Figure 1.

Persistent exposure of HUVECs to HG increases miR-6832-5p, miR-6842-5p and miR-8056 expression by downregulating MIR181A2HG. (A) MTS assay detected the viability of HUVECs treated with different doses of D-glucose for the indicated times. ^**P<0.01 and ^***P<0.001 vs. day 0. (B) Heatmap representation of differential expression of lncRNAs between HUVECs treated with 5.5 mM (L5.5) and 30 mM D-glucose (H30) for 24 h. (C) RT-qPCR was used to detect the relative expression of MIR181A2HG in HUVECs cultured in medium containing 30 mM D-glucose for the indicated times. ^*P<0.05 and ^***P<0.001 vs. day 0. (D) FISH was used to detect the location and expression of MIR181A2HG in HUVECs exposed to 5.5 or 30 mM D-glucose for the indicated times. (E) Predicted binding sites of the miRNAs on MIR181A2HG. (F) Luciferase reporter assay was used to verify the direct binding between MIR181A2HG and miRNAs. ^*P<0.05 and ^**P<0.01 vs. miR-Ctl. (G) RT-qPCR was used to detect the relative expression of the indicated miRNAs in HUVECs cultured in medium containing 30 mM D-glucose for 96 h. ^*P<0.05 and ^**P<0.01 vs.
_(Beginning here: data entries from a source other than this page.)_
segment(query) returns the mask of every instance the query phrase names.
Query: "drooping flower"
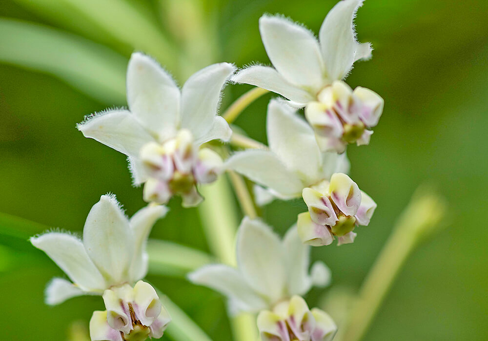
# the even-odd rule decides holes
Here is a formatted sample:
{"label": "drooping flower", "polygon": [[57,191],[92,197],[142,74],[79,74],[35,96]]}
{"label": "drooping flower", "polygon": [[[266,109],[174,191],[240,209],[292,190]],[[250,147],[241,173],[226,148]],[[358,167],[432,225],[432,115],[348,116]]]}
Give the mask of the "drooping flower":
{"label": "drooping flower", "polygon": [[317,40],[303,25],[279,16],[259,20],[264,48],[274,68],[253,65],[232,80],[279,94],[297,107],[306,106],[307,120],[323,151],[344,151],[347,143],[367,144],[383,111],[383,100],[361,87],[353,91],[342,80],[357,60],[371,57],[369,43],[358,42],[353,19],[363,0],[339,1],[325,17]]}
{"label": "drooping flower", "polygon": [[257,312],[329,283],[330,271],[323,262],[316,262],[309,273],[309,251],[294,226],[280,240],[261,220],[245,217],[237,235],[237,268],[207,265],[188,278],[227,296],[234,312]]}
{"label": "drooping flower", "polygon": [[346,154],[321,152],[310,126],[283,101],[271,100],[267,115],[269,150],[236,153],[226,161],[227,168],[282,199],[300,197],[304,188],[328,180],[334,173],[348,171]]}
{"label": "drooping flower", "polygon": [[[320,323],[312,323],[314,318],[310,313],[306,315],[308,324],[304,321],[304,312],[308,311],[308,307],[298,296],[306,293],[312,285],[327,285],[330,279],[330,270],[320,261],[314,263],[309,272],[309,246],[302,243],[294,226],[280,240],[261,220],[245,217],[237,235],[237,268],[220,264],[205,265],[190,273],[188,278],[194,283],[212,288],[226,296],[231,311],[234,313],[262,312],[257,323],[262,336],[265,338],[274,335],[274,331],[287,323],[298,328],[295,328],[295,331],[303,330],[304,335],[308,333],[309,338],[312,332],[319,335],[318,329],[316,331],[315,328]],[[298,316],[300,312],[295,315],[297,309],[303,312],[301,317]],[[321,313],[328,316],[323,312]],[[322,329],[333,329],[333,334],[335,325],[331,320],[330,321],[331,324]],[[326,334],[329,335],[328,332]],[[263,340],[290,340],[280,334],[274,335],[282,338]]]}
{"label": "drooping flower", "polygon": [[330,182],[304,189],[303,195],[308,211],[298,215],[298,233],[312,246],[329,245],[335,237],[338,245],[352,243],[356,236],[353,230],[367,226],[376,208],[373,199],[341,173],[333,174]]}
{"label": "drooping flower", "polygon": [[258,316],[262,341],[330,341],[337,327],[330,317],[294,296]]}
{"label": "drooping flower", "polygon": [[54,278],[46,303],[58,304],[83,295],[102,295],[106,310],[90,322],[92,341],[160,338],[171,318],[156,291],[141,280],[147,272],[146,242],[166,207],[150,205],[130,219],[115,196],[102,195],[90,211],[83,239],[53,231],[31,238],[64,271],[72,283]]}
{"label": "drooping flower", "polygon": [[222,89],[235,70],[215,64],[194,74],[180,90],[156,61],[132,54],[127,72],[129,109],[108,110],[78,125],[87,137],[128,156],[134,183],[145,183],[144,199],[165,204],[175,194],[184,207],[202,198],[196,186],[215,180],[220,156],[202,144],[228,141],[232,132],[217,115]]}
Ctl. (H) RNA pulldown assay was performed to detect the direct binding between MIR181A2HG and the 3 miRNAs. ^**P<0.01 vs. Ctl. (I and J) RT-qPCR was used to detect the relative expression of (I) MIR181A2HG and (J) miRNAs in HASMCs cultured in medium containing 5.5 or 30 mM D-glucose. (K and L) RT-qPCR and western blot analysis detected the relative expression of AKT2 mRNA and protein in HASMCs transfected with miR-181-3p mimics, miR-181-5p mimics or their corresponding control. HUVECs, human umbilical vein endothelial cells; HASMCs, human aortic smooth muscle cells.